During the cell cycle, natural errors occur and the DNA becomes damaged. Normal cells have the ability to repair small amounts of damage by activating repair genes which make the necessary corrections. However, if the damage is too great then the cell will destroy itself by committing cell suicide or apoptosis. This prevents the mutation being passed on to future cells and causing cancer. This may explain why some people might disregard health promotion messages and base their health belief in personal experience: ‘My granny smoked 50 a day until she was 95 years old and she didn’t develop cancer!’ Smoking may well have caused damage to granny’s DNA but she may have had very good repair genes or genes that initiated apoptosis, removing the damaged DNA – she did not, therefore, develop cancer.
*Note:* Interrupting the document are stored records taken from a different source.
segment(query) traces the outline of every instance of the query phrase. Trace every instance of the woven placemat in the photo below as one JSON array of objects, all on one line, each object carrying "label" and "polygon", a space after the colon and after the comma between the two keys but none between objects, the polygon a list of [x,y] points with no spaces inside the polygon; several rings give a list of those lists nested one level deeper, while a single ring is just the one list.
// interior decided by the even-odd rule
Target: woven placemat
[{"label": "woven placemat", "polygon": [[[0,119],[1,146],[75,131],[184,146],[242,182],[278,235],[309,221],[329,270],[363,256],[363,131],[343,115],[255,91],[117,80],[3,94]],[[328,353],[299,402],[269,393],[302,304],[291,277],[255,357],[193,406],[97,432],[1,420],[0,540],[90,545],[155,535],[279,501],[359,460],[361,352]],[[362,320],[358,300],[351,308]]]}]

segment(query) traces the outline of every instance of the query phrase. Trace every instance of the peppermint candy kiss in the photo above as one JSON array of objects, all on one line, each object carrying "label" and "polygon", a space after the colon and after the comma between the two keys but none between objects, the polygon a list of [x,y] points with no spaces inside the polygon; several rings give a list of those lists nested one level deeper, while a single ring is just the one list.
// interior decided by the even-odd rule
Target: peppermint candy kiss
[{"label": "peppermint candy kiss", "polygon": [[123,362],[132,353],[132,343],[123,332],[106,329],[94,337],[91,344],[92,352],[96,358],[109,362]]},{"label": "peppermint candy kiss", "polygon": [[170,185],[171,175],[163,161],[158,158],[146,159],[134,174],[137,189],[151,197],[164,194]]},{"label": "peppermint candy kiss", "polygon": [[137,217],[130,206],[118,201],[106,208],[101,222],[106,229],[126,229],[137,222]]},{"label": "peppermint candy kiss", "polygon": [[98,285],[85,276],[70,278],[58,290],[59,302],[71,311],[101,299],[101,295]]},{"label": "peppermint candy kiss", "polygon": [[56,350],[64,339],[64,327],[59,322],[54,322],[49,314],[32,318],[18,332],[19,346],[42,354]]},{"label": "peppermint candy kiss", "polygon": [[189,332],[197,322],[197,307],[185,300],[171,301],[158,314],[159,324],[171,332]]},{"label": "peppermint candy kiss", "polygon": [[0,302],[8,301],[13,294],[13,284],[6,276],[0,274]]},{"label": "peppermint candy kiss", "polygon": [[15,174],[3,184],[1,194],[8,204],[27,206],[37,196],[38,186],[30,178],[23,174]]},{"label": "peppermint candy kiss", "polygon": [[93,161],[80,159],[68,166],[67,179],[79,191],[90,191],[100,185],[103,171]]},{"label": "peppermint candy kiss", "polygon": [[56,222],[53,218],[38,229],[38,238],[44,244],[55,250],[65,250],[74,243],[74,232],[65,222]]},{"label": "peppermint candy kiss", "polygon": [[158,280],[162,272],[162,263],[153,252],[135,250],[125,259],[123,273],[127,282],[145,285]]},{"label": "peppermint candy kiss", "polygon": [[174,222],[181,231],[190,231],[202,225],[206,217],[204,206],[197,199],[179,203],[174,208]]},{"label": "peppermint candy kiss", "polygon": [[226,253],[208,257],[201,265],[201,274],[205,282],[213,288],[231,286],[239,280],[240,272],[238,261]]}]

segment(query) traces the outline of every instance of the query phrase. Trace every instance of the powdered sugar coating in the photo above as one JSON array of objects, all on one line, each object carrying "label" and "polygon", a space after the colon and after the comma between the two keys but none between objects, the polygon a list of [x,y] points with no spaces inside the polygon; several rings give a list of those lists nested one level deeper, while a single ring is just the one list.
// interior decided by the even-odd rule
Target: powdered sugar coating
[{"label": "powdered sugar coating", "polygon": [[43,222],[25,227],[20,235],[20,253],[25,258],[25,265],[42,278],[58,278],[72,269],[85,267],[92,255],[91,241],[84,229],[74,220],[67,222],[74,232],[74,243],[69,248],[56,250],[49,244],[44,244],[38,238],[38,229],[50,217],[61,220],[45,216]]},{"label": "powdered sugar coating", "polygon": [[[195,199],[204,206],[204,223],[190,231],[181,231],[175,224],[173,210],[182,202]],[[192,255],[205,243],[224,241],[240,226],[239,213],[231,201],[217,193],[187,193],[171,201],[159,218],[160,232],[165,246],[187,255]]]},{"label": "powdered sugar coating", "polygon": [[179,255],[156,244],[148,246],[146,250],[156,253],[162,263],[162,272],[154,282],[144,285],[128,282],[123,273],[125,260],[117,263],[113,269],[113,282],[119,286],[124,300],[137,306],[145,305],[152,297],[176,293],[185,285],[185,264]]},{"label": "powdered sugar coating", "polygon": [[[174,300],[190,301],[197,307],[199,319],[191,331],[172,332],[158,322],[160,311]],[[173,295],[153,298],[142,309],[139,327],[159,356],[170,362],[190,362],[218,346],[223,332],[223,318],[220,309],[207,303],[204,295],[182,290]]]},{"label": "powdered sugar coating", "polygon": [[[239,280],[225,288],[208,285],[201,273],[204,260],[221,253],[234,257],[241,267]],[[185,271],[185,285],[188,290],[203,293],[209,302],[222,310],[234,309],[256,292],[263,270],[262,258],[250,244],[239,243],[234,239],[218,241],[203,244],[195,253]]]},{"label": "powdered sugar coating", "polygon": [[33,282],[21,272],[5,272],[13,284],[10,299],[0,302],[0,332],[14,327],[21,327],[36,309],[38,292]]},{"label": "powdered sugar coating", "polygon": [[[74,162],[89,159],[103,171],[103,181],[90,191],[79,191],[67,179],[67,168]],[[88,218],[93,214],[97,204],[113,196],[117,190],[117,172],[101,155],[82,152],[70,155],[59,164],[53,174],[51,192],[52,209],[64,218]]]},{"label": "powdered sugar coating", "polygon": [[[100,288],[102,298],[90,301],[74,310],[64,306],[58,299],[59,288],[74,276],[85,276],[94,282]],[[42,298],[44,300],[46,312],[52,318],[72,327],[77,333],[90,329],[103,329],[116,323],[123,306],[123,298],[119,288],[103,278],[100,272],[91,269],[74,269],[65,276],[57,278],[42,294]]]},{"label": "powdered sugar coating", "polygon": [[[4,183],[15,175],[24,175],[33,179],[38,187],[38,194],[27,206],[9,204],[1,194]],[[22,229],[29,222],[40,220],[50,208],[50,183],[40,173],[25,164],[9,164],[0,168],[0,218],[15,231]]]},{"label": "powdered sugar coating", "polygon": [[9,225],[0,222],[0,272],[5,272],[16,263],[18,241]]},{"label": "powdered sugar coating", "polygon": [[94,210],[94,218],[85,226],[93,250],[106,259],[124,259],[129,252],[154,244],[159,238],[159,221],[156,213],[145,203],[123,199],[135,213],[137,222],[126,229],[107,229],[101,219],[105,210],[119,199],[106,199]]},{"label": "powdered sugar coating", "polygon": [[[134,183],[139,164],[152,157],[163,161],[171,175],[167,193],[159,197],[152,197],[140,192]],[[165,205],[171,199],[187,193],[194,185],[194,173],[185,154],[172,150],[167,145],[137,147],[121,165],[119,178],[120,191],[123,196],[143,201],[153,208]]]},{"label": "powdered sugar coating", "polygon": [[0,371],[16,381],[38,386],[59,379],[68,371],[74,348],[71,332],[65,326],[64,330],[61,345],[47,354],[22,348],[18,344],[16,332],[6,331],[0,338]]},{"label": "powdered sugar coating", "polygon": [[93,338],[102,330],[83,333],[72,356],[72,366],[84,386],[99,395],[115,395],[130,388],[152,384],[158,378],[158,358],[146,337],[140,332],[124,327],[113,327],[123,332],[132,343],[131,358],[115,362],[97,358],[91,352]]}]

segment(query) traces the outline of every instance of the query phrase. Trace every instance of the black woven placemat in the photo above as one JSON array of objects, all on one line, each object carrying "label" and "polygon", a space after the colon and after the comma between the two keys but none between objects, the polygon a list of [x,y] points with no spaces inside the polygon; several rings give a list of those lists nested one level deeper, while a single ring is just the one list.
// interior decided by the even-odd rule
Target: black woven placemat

Unfortunately there is no way of knowing which individuals have mutated or missing repair genes and/or whose cells lack the ability to recognise and to commit cell suicide. Therefore, health promotion is extremely important. We need to prevent or minimise damage to DNA/genes in the first place by healthy lifestyle choices. Second, we need to raise awareness so that people know the signs and symptoms of cancer, ensuring early diagnosis.

What goes wrong to allow a cancer cell to develop?

Cancer is uncontrolled cellular growth which results from the loss of normal regulation of cell division. This is caused by a number of errors/mutations in either a single base (A, T, G or C) in the DNA or a segment of a chromosome. These errors might be a deleted, altered or swapped base. Additionally, a whole segment of a chromosome may not be copied properly or is not repaired or detected and removed by cell suicide.

Although DNA can spontaneously become damaged (which explains why some non-smokers develop lung cancer), generally DNA is altered by an external environmental agent. The error(s) can also be inherited from one or both parents, however this only accounts for 5–10% of all cancers. Remember that we have two copies of each gene and even if one copy of a gene gets damaged the other one will continue to control cell division. As we get older and/or are exposed to harmful environmental agents, the second gene may become damaged.

The change in the DNA sequencing results in either less or more or different proteins being produced which then changes the behaviour of the cell.

Since the mapping of the human genome (the entirety of the human hereditary information – length of DNA), a number of genetic mutations resulting in cancer have been identified. This has helped our understanding of how and why cancer develops. For example, 95% of patients with chronic myeloid leukaemia (a type of cancer of the white blood cells – granulocytes) have what is known as a Philadelphia chromosome. This occurs when a bit of chromosome 9 swaps with chromosome 22 (9 gets longer and 22 extra short, which is the Philadelphia chromosome). This then codes extra proteins which in turn increase the production of granulocytes.